Solis was off duty at the time of the incident and has not reported to work since, Pomona police said, calling him a “probationary” officer. Solis was described as 5 feet 9 inches tall, 185 pounds.

His last known address is in Pomona, police said.

Investigators initially did not say who was suspected of shooting Rodriguez, or how Solis was involved in his death. Police on Saturday described Solis a “person of interest.”

Solis’ car was found Sunday about three blocks away from where Rodriguez was fatally shot.

The FBI Fugitive Task Force was assisting Pomona police with the search for Solis, police Lt. Ronald McDonald said Monday. The case, he said, was being treated no differently than any other.

“It’s the same. A murder is a murder,” McDonald said. “He will be caught.”

Before the murder warrant was announced midday Monday, an LAPD spokesman said the department had no comment on the case.

During a vigil Sunday, Rodriguez’s mother said she “went crazy” after learning of her son’s death.

“I can’t even cry today, because you know what? I know he’s with God,” she said.

Loved ones came together at the vigil, adding to a growing memorial, sharing stories, and playing Rodriguez’s favorite music.

One woman said she Rodriguez was her best friend, and described him as sweet.
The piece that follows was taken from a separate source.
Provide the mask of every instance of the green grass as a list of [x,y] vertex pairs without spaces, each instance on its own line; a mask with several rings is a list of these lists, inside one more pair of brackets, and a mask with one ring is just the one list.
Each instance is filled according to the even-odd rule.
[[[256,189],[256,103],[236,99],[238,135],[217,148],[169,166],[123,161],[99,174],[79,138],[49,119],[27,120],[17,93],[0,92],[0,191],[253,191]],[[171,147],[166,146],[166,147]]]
“He was just the type of person … he would help no matter what. If you wanted help, he would always help you,” said Sandra Soto. “I have to be strong for him because that’s what he wants me to do.”

Rodriguez, who went by “Junior,” was a trucker by trade, and a Catholic missionary who loved ones said put his family and faith first, a relative said. He was the oldest son of six siblings.

A sister said Rodriguez was sitting in a parked car when an altercation occurred. Witnesses told family members that Rodriguez had his hands in the air and could be heard yelling “it wasn’t me” and “I didn’t do it” before he was repeatedly shot.

Rodriguez’s mother said she hopes the officer is found soon.

“It hurts me that he’s out, and my son is not here,” she said.

She added that Solis’ position as an officer makes it more difficult.

“You even hear bad things, but I always say, there’s good cops and bad cops,” she said.

Candles, flowers and balloons were still at the sight of the shooting on Monday morning.

A GoFundMe page set up to cover Rodriguez’s funeral expenses had brought in more than $7,200 by early Monday afternoon.